Enabling OpenMP, by platform
heatwave3’s configure script probes for a working OpenMP toolchain at install time (compile → link → load → run a parallel reduction) and falls back to single-threaded if none is found. The install log prints which path it took:
Detecting OpenMP...
Trying Apple Clang + R's bundled libomp
-> works
Using OpenMP:
CXXFLAGS: -Xclang -fopenmp -I/opt/homebrew/opt/libomp/include
LIBS: /Library/Frameworks/R.framework/Resources/lib/libomp.dylib
Linux: works without extra setup
GCC and Clang support OpenMP natively and R already advertises the flags. Install NetCDF and a compiler:
sudo apt install libnetcdf-dev build-essential # Debian/Ubuntu
sudo dnf install netcdf-devel gcc-c++ # Fedora/RHEL
R CMD INSTALL heatwave3OpenMP scaling is typically the best of the three platforms (low thread creation overhead). Fork-based mclapply() is also safe here, though PSOCK remains the portable choice.
macOS: provide an omp.h header
The R 4.x framework already ships the OpenMP runtime (libomp.dylib), and heatwave3 links that one so the whole R process shares a single OpenMP runtime. Apple Clang only lacks the omp.h header, which configure finds from Homebrew (or /usr/local). The one-time setup is then:
brew install libomp netcdf # libomp here supplies omp.h; netcdf is required
R CMD INSTALL heatwave3 # configure links R's own libomp, header from brewR’s bundled libomp.dylib is older and lacks __kmpc_dispatch_deinit, the symbol Apple Clang emits for schedule(dynamic). Linking a second, newer libomp (such as Homebrew’s) appears to work until another package, or your environment’s library search path, redirects libomp.dylib back to R’s copy at load time, and the package then fails with symbol not found ... ___kmpc_dispatch_deinit. heatwave3 avoids this by using schedule(static, 1), which needs only symbols R’s own libomp already provides, so the process holds one OpenMP runtime and no conflict arises.
For R-side parallelism on macOS, prefer PSOCK. If you must use mclapply(), export OBJC_DISABLE_INITIALIZE_FORK_SAFETY=YES before starting R, and treat concurrent forked NetCDF/HDF5 access as unsafe.
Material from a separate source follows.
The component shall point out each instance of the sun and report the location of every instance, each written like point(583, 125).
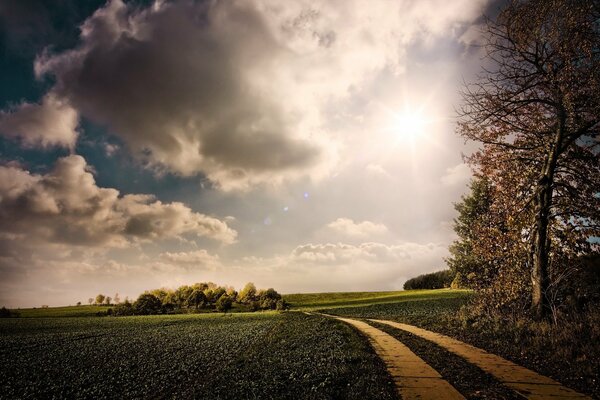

Windows: OpenMP works, no fork
Rtools (GCC/MinGW) supports OpenMP without extra setup and configure.win locates NetCDF, so multithreading via n_threads works with no extra steps. There is no fork() on Windows, so mclapply() silently runs serially, and R-side parallelism must use a PSOCK cluster (makeCluster() / parLapply()), exactly as shown above.
Summary
| Approach | Enable with | Best when | Notes |
|---|---|---|---|
| Single-threaded | n_threads = 1 |
debugging, tiny grids | reference result |
| OpenMP | n_threads = N |
one machine, OpenMP built | low overhead, shared memory, single output |
| PSOCK | parallel::makeCluster |
no OpenMP, or many machines | tile by longitude, n_threads = 1 per worker |
All three give the same science. OpenMP is the efficient default on a single host, and R-side parallelism is the portable fallback and the route to multi-machine scaling.